Esos desechos, como tantos otros que han recalado en nuestro país, ya están imputados como autores materiales del homicidio de este joven de treinta años que fue asaltado mientras caminaba con su novia. Era, en una palabra tremendamente manida en los tiempos que corren, un emprendedor. Había montado una popular hamburguesería en el corazón de Torrevieja, era -así lo atestiguan sus conocidos- un tipo servicial, y así, sacando estos criminales magrebíes partido de su carácter, terminó su vida.
Cogió su i-phone para ayudarles e indicarles el camino de regreso a La Zenia -una playa cercana-, los asaltantes lo agarraron del brazo, lo arrastraron más de treinta metros por la calzada con el coche acelerando a toda velocidad hasta que se estrelló contra unos contenedores de basura, con la víctima aferrada desesperadamente al lateral del automóvil en un intento por recuperar su teléfono y su pareja observando impotente y aterrorizada los hechos, antes de entrar en shock.
Es dramático, es injusto, es desolador. Que ciudadanos honrados y que aportan a la vida y a España en todos los sentidos sean las primeras víctimas de la escoria que con los brazos abiertos estamos importando es la mayor manifestación del fracaso de una sociedad camino del suicidio por padecer y -hasta hoy- respaldar a unos políticos descerebrados que aún no han dicho basta. Cobardes que ni quieren ni saben poner pie en pared.

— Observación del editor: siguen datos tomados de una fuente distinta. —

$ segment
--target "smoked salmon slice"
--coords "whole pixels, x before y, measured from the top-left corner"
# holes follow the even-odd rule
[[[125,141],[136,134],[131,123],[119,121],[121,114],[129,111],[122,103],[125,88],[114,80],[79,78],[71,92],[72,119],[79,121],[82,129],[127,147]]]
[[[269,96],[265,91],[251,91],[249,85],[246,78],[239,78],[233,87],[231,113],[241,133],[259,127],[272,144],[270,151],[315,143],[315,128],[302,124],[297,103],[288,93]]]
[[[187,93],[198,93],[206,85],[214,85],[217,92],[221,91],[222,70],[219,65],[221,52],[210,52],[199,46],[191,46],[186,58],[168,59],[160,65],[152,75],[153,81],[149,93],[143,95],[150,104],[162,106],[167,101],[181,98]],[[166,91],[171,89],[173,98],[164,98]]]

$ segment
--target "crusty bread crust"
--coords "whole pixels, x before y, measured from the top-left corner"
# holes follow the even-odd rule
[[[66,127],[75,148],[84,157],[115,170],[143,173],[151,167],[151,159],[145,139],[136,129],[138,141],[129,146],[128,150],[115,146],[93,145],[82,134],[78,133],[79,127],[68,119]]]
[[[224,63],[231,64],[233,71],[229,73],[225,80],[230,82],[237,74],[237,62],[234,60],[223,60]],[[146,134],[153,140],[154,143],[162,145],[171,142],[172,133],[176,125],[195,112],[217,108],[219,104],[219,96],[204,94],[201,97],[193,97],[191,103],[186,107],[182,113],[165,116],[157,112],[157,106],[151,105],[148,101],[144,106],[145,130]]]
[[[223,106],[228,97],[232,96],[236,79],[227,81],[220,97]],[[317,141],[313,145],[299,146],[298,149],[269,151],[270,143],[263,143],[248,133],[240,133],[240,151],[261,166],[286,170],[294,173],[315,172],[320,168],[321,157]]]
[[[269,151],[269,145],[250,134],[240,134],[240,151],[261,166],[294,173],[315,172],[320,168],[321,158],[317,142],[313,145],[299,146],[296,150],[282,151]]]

Con episodios como el del joven sueco Christian Pikulak, ¿alguien en su sano juicio todavía puede poner en cuestión que, por primera vez en la historia de España, la inmigración se va a convertir en un factor absolutamente decisivo para la movilización del voto en las próximas elecciones locales, autonómicas y generales? ¿Cuántos crímenes abominables más, como el de Torrevieja, harán falta para que algunos mentecatos, lo quieran o no lo quieran, se pongan patas arriba o patas abajo, lo asuman?